ATIVIDADE ANTINOCICEPTIVA DE POLISSACARÍDEOS ISOLADOS DE FUNGOS DO SEMIÁRIDO BAIANO

Daniela da Silva Borges

Resumo


A dor é conceituada como uma experiência sensorial e emocional desagradável e descrita em termos de lesões teciduais reais ou potenciais (KRELING; CRUZ; PIMENTA, 2006). Embora uma pessoa consiga sobreviver com dor, ela interfere no seu bem-estar, nas relações sociais e familiares, no desempenho do seu trabalho, influenciando assim a sua qualidade de vida (RIGOTTI; FERREIRA, 2005). Mediante a prevalência da dor, muitas pesquisas buscam novas opções terapêuticas para o seu controle, em virtude das limitações do tratamento convencional, tais como: efeitos adversos, pacientes refratários à terapia e a não responsividade ao tratamento em alguns casos.
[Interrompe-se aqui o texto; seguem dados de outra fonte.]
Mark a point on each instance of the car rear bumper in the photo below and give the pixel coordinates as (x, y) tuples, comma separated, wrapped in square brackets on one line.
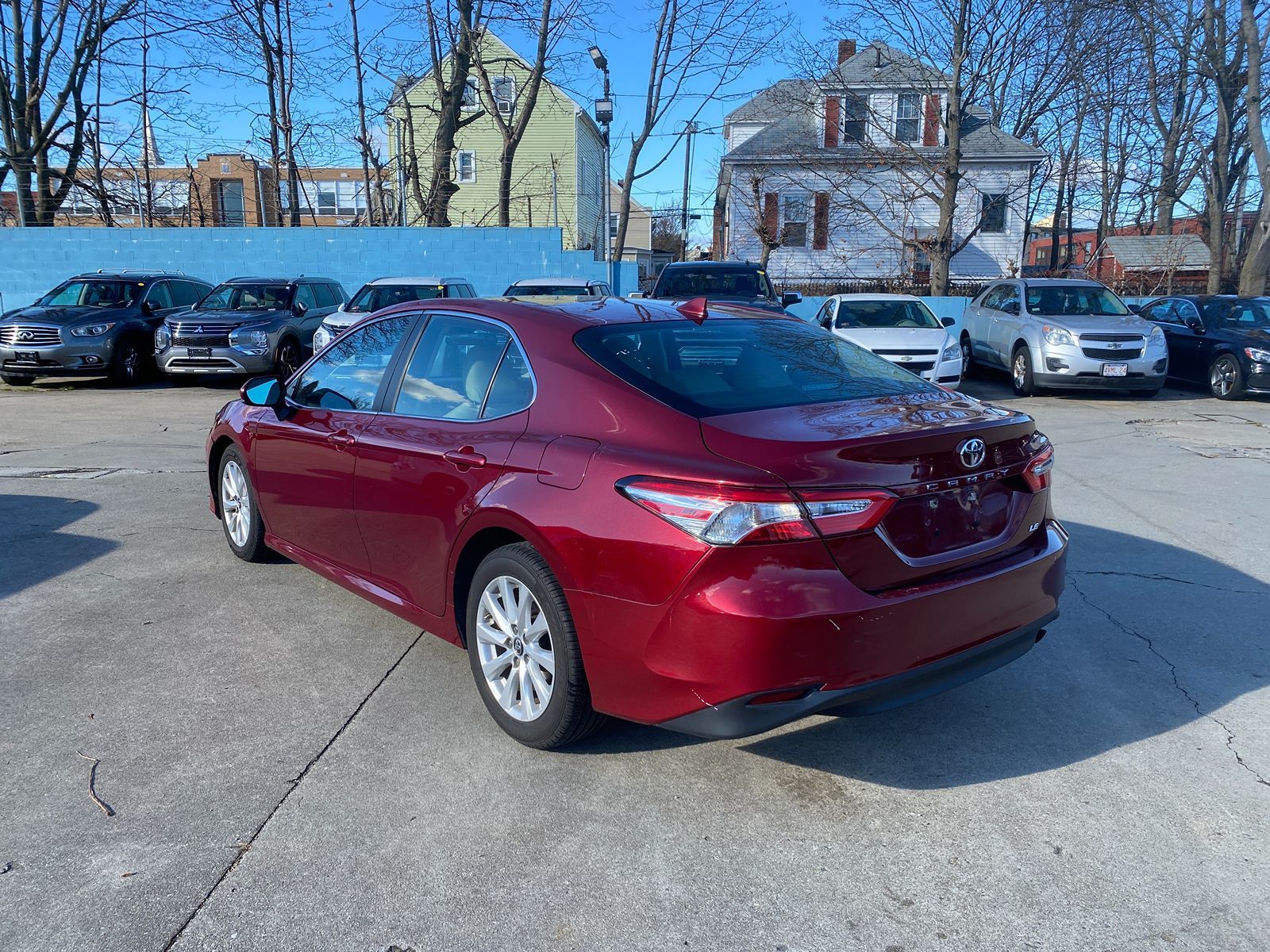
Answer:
[(745, 716), (749, 622)]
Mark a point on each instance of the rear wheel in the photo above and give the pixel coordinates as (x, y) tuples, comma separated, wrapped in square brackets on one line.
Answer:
[(524, 651), (1226, 378), (1022, 372)]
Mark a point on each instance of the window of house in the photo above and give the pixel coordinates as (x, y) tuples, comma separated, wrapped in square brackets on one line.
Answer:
[(992, 217), (855, 114), (465, 167), (908, 117), (794, 213)]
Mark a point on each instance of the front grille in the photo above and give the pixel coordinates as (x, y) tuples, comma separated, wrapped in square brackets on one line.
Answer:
[(194, 334), (29, 336), (1099, 353)]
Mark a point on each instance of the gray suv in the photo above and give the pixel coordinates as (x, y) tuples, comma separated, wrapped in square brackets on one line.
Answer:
[(248, 327), (94, 325)]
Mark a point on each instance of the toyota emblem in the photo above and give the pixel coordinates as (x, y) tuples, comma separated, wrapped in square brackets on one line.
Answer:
[(972, 452)]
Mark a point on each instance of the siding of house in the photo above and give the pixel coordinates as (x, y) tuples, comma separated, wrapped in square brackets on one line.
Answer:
[(545, 178)]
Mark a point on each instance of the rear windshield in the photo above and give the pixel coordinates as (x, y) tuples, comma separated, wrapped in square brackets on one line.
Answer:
[(1089, 298), (376, 298), (546, 291), (742, 283), (886, 314), (728, 366)]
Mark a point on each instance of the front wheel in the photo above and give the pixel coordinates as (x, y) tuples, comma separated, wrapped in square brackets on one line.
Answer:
[(1022, 372), (524, 651), (1226, 378)]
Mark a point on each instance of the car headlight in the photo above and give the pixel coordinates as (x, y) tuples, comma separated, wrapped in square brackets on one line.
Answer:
[(92, 330), (251, 340), (1057, 336)]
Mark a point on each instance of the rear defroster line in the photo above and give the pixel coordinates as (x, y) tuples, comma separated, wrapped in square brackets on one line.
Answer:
[(295, 782)]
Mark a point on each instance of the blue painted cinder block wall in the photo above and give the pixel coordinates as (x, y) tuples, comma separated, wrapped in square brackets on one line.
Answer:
[(35, 260)]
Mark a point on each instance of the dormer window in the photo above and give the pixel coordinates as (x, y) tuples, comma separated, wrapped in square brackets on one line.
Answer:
[(908, 117)]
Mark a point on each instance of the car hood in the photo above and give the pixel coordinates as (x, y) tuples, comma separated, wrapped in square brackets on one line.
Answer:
[(895, 338), (63, 317), (1098, 324)]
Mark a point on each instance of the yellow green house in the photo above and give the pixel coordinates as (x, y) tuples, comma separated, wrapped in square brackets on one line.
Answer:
[(558, 173)]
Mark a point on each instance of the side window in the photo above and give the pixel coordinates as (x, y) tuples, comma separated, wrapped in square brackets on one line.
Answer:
[(450, 374), (305, 296), (160, 296), (348, 374)]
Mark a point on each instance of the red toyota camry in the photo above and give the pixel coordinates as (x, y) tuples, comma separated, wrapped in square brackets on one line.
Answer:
[(711, 520)]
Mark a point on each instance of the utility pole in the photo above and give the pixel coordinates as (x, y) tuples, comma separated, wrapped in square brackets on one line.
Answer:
[(690, 127)]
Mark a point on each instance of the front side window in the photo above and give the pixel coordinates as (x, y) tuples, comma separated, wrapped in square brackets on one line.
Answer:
[(1060, 301), (992, 219), (347, 376), (452, 370), (794, 213), (248, 298), (908, 117), (742, 365), (886, 314), (94, 294)]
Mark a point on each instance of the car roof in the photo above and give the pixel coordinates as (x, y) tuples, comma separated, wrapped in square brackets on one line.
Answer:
[(417, 281)]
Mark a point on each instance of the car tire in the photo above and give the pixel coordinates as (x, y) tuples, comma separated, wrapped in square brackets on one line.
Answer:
[(287, 359), (1022, 372), (539, 708), (1226, 378), (127, 365), (241, 513)]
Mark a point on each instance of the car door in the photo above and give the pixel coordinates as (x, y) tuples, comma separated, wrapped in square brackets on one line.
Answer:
[(441, 442), (305, 454)]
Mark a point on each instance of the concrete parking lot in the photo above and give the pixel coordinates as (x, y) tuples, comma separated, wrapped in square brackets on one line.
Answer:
[(291, 768)]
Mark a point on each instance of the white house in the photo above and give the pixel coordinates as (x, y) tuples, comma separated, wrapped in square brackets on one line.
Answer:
[(842, 169)]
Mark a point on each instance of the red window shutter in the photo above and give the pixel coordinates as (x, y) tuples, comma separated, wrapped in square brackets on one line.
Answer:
[(821, 226), (772, 216), (832, 122), (931, 133)]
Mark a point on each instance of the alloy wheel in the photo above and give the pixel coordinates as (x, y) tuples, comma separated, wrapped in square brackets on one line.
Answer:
[(235, 503), (514, 641)]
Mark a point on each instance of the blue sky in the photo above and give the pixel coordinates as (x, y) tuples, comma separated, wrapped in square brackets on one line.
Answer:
[(624, 38)]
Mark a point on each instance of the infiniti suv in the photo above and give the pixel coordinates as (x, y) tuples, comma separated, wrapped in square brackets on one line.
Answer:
[(94, 325), (248, 325)]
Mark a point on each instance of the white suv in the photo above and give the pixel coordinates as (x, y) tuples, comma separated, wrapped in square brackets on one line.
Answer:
[(1064, 334)]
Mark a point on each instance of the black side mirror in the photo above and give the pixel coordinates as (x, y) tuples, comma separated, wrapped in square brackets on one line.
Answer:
[(262, 391)]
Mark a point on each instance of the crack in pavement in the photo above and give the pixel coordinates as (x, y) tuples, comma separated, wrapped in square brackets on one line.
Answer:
[(244, 846), (1172, 670)]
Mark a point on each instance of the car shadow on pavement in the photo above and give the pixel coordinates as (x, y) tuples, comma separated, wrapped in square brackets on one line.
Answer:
[(35, 547), (1153, 638)]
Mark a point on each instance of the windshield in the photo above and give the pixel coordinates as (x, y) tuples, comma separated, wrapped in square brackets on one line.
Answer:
[(742, 283), (247, 298), (1081, 298), (1238, 315), (546, 291), (886, 314), (376, 298), (733, 366), (94, 294)]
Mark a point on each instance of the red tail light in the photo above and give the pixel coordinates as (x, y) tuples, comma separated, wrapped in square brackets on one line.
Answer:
[(1037, 473), (729, 516)]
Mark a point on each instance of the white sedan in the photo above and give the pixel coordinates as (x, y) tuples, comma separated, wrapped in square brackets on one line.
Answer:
[(899, 328)]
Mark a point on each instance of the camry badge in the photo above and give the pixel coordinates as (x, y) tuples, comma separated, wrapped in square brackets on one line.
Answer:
[(972, 452)]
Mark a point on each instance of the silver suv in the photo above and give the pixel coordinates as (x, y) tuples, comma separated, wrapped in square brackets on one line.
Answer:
[(1064, 334)]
Embora sejam altamente eficazes, os analgésicos de ação central geralmente não estão dissociados de efeitos adversos importantes. Adicionalmente, os analgésicos de ação periférica também apresentam efeitos indesejáveis, tais como lesões do trato gastrointestinal e renal (RANG et al., 2012). Assim, tem-se a necessidade de buscar medidas alternativas para o desenvolvimento de medicamentos para o combate da dor. Logo, a busca por novos analgésicos é uma prática necessária e relevante, o que justifica a realização deste trabalho.
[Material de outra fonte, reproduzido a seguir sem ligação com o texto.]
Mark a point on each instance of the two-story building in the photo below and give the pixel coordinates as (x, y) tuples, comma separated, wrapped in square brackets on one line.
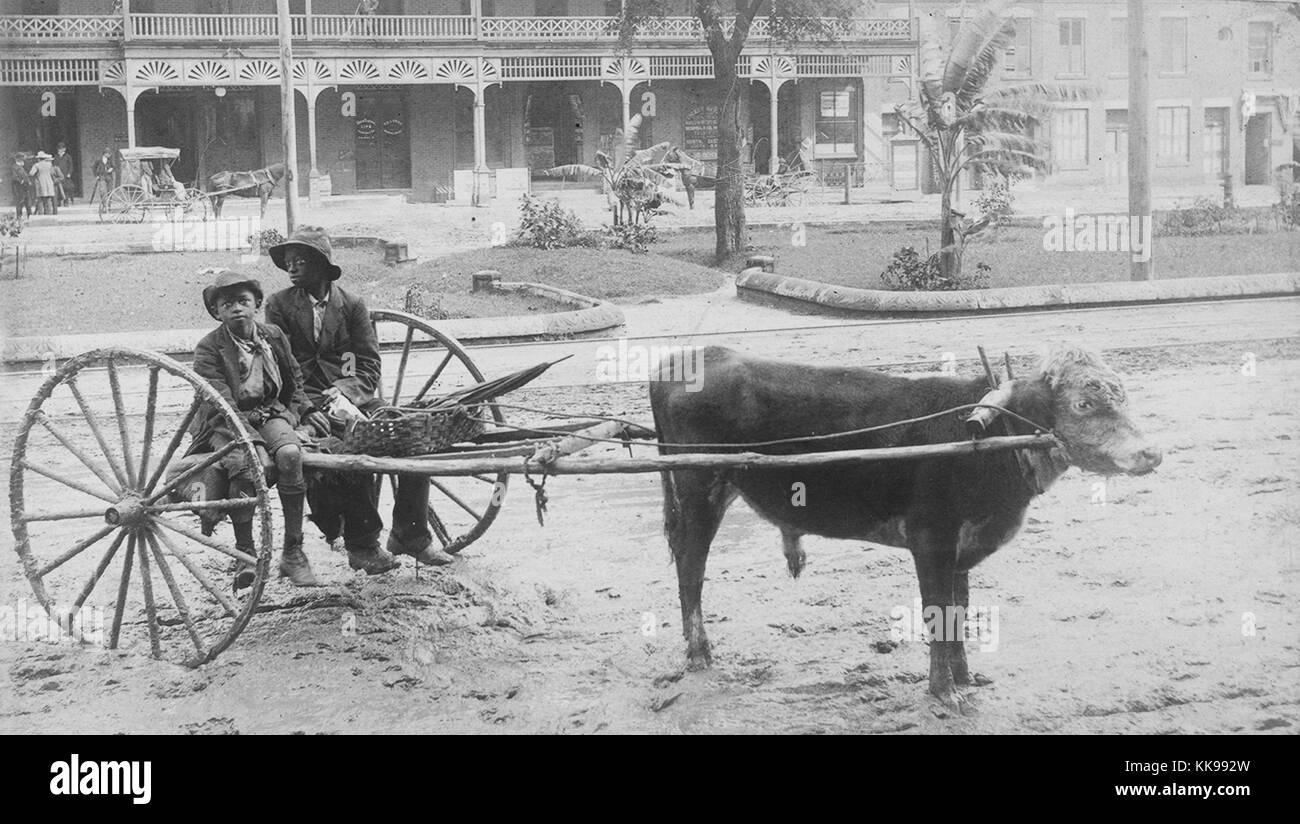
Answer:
[(429, 95), (419, 95)]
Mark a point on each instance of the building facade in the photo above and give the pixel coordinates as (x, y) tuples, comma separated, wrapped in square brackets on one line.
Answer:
[(442, 98)]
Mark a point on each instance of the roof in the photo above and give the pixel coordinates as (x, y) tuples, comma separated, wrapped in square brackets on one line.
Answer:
[(150, 152)]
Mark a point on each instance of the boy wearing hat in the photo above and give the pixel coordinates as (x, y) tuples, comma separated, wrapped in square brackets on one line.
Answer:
[(334, 343), (251, 365)]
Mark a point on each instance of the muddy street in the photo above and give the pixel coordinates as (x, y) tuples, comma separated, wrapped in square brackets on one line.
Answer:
[(1160, 603)]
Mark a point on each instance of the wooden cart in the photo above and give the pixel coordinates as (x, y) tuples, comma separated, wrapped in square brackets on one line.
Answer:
[(102, 439)]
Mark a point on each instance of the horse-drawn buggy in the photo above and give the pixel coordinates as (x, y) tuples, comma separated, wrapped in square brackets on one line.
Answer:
[(143, 183)]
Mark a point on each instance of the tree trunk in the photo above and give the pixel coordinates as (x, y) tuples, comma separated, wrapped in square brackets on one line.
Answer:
[(949, 256), (729, 193)]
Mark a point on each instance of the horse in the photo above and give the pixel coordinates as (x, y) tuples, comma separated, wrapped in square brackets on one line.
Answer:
[(258, 183)]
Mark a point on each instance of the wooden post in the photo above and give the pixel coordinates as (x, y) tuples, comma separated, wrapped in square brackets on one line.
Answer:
[(287, 124), (1139, 135)]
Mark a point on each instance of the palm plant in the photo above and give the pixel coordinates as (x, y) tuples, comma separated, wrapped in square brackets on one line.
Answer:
[(963, 126), (637, 185)]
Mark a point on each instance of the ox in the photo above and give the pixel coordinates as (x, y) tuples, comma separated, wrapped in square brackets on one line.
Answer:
[(256, 183), (949, 511)]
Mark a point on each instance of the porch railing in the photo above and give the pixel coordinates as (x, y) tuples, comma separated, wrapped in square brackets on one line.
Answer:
[(410, 27)]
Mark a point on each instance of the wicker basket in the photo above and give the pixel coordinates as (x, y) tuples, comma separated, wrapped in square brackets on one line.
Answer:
[(406, 432)]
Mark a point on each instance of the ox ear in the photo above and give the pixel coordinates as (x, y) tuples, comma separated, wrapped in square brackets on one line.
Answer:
[(1060, 361)]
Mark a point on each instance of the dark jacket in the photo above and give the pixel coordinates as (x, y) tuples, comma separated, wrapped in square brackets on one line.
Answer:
[(216, 359), (347, 355)]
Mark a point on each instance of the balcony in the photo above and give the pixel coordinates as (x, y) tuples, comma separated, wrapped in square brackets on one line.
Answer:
[(34, 30)]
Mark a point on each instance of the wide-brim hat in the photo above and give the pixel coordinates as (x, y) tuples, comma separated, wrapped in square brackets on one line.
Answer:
[(226, 278), (312, 238)]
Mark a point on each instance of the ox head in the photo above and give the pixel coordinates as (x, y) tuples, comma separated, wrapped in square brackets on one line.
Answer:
[(1091, 415)]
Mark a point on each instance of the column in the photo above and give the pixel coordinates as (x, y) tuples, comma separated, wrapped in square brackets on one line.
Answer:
[(774, 163), (482, 183)]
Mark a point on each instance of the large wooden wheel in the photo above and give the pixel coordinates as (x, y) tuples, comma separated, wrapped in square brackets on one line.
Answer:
[(428, 364), (125, 204), (82, 499)]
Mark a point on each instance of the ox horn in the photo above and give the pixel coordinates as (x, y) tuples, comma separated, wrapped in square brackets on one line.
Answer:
[(980, 419)]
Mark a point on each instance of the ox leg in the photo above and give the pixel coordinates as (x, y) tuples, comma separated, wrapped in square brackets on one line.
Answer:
[(693, 508), (936, 567), (794, 555)]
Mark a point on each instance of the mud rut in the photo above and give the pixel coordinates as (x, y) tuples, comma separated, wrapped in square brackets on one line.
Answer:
[(1132, 615)]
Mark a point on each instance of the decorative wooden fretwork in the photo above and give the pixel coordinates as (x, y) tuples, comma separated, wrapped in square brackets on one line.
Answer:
[(50, 72), (408, 70), (359, 72), (156, 72), (259, 72), (208, 73)]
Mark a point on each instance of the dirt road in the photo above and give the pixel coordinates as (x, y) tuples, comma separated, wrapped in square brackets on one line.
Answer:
[(1155, 605)]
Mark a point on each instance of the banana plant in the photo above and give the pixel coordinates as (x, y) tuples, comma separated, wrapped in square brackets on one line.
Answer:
[(636, 187), (965, 125)]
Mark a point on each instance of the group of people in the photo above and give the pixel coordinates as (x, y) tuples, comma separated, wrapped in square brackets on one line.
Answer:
[(315, 346), (43, 185)]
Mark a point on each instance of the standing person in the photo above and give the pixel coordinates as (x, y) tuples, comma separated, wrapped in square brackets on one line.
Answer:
[(64, 163), (20, 186), (334, 343), (103, 173), (43, 177), (251, 365)]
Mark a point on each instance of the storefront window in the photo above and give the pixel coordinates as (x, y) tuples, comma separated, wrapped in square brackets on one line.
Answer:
[(836, 124)]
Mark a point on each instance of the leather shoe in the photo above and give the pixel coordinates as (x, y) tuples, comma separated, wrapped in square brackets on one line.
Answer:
[(294, 566), (371, 559), (428, 554)]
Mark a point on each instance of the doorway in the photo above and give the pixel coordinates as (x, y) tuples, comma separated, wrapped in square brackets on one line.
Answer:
[(382, 142), (1259, 147)]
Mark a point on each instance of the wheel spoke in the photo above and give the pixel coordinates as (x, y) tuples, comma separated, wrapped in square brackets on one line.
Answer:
[(208, 460), (99, 572), (77, 485), (116, 386), (150, 607), (454, 498), (434, 377), (177, 597), (77, 549), (95, 430), (150, 413), (196, 571), (121, 593), (86, 462), (406, 355), (65, 515), (195, 506), (206, 541), (176, 442)]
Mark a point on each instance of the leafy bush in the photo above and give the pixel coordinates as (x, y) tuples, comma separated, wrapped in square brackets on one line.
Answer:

Desde a descoberta da penicilina por Fleming em 1928, surgiram vários fármacos importantes baseados em metabólitos de fungos. Sendo assim, há uma forte tendência em se explorar comercialmente a biomassa de fungos e leveduras, já que estes microorganismos são uma fonte abundante de polissacarídeos que possuem reconhecida atividade biológica. Dentre estes polissacarídeos encontrados na parede celular de fungos, destacam-se as glucanas, que são polímeros de glicose vastamente distribuídos na natureza e classificados de acordo com o tipo de ligação glicosídica - α, β - da cadeia principal (SILVA et al., 2006).
Assim, o objetivo deste trabalho é investigar pela primeira vez o efeito do tratamento com polissacarídeos isolados dos fungos Periconia byssoides, Torula herbarum e Moorella speciosa em modelos de contorção abdominal induzida pelo ácido acético.